Identity theft is on the rise – American consumers reported over 10 million cases in 2014. In 2013 the U.S. Justice Department reported that approximately 14 percent of all citizens over age 16 had experienced a form of identity theft. With the onset of online banking and investment management, online medical record access and simple, everyday shopping completed through a credit card purchase, consumers are at a high risk of identity theft each time they log onto the internet. What is online identity theft and what strategies should people use to safeguard their information from fraudulent scams?


What is Online Identity Theft?

Identity theft is the act of impersonating another for fraudulent purposes, usually to gain money. Using the name, address, phone number or social security number, criminals might clean out a bank account, apply for a loan or line of credit or commit insurance fraud. Depending on the scope of the fraudulent activity, it could take years to recover from identity theft. Besides the obvious financial implications, your credit score may be severely tarnished, your insurance benefits depleted and your legal issues just beginning, especially if the attacker created identification under your name and went on to commit other, more serious crimes. How can you protect yourself from the damages of online identity theft?

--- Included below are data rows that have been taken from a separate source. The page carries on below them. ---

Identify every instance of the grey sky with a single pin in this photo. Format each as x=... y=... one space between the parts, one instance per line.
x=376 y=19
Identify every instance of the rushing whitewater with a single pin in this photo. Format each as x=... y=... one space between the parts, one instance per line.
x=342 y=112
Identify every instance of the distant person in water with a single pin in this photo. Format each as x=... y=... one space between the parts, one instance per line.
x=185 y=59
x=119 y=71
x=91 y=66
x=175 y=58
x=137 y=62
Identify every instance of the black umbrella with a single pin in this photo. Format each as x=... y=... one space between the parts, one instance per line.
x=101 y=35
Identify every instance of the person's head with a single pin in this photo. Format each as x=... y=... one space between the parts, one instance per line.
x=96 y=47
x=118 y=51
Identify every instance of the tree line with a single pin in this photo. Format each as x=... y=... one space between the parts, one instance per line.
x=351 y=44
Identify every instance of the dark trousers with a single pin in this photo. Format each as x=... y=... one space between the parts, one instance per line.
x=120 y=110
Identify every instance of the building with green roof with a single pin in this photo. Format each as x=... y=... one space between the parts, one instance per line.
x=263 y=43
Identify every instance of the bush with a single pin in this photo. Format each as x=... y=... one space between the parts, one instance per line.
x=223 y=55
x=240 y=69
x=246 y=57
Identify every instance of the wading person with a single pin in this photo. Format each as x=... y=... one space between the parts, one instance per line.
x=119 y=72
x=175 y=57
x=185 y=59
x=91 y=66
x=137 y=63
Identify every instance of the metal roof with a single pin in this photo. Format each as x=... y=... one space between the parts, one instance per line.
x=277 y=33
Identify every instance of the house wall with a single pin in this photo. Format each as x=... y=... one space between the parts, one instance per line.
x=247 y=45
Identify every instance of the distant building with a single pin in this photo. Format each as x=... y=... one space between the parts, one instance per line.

  1. Do Not Give Out Personal Information

    When you receive an email from a company where you have an account asking you to verify any personal data, call the company directly to confirm. This is a common tactic for phishing websites, hoping to trick an unsuspecting party into freely entering their social security number or bank information. You should only have to provide a social security number when applying for a loan or line of credit.
  1. Scan the Website

    Use applications such as the Web of Trust to scan and verify each website’s authenticity before you purchase any products – it’s a fast way to protect yourself from scams. You can also take the safe route and only conduct business at well-established, reputable web stores.
  1. Add Security to Your Wireless Network

    An unprotected wireless network is a must, otherwise a hacker can view your entire web history, including unencrypted login data to websites that may store your credit card information. Make sure your wireless network is WPA encrypted and there is a password to gain access that only you and your family members know.
  1. Vary Your Password Selection

    Do not use the same password for your online banking login as you do for your email. Make each individual password unique and reset them once every few months.
  1. Monitor Credit Report and Accounts 

    Consumers can pull three free credit reports per year. Take note of any issues on your credit and contest them immediately if it is the result of an identity theft attack. The sooner the discrepancy is spotted the easier it is to rectify.

Don’t let your personal, financial, and insurance information fall into the wrong hands. Use these strategies to maximize your online identity theft protection today.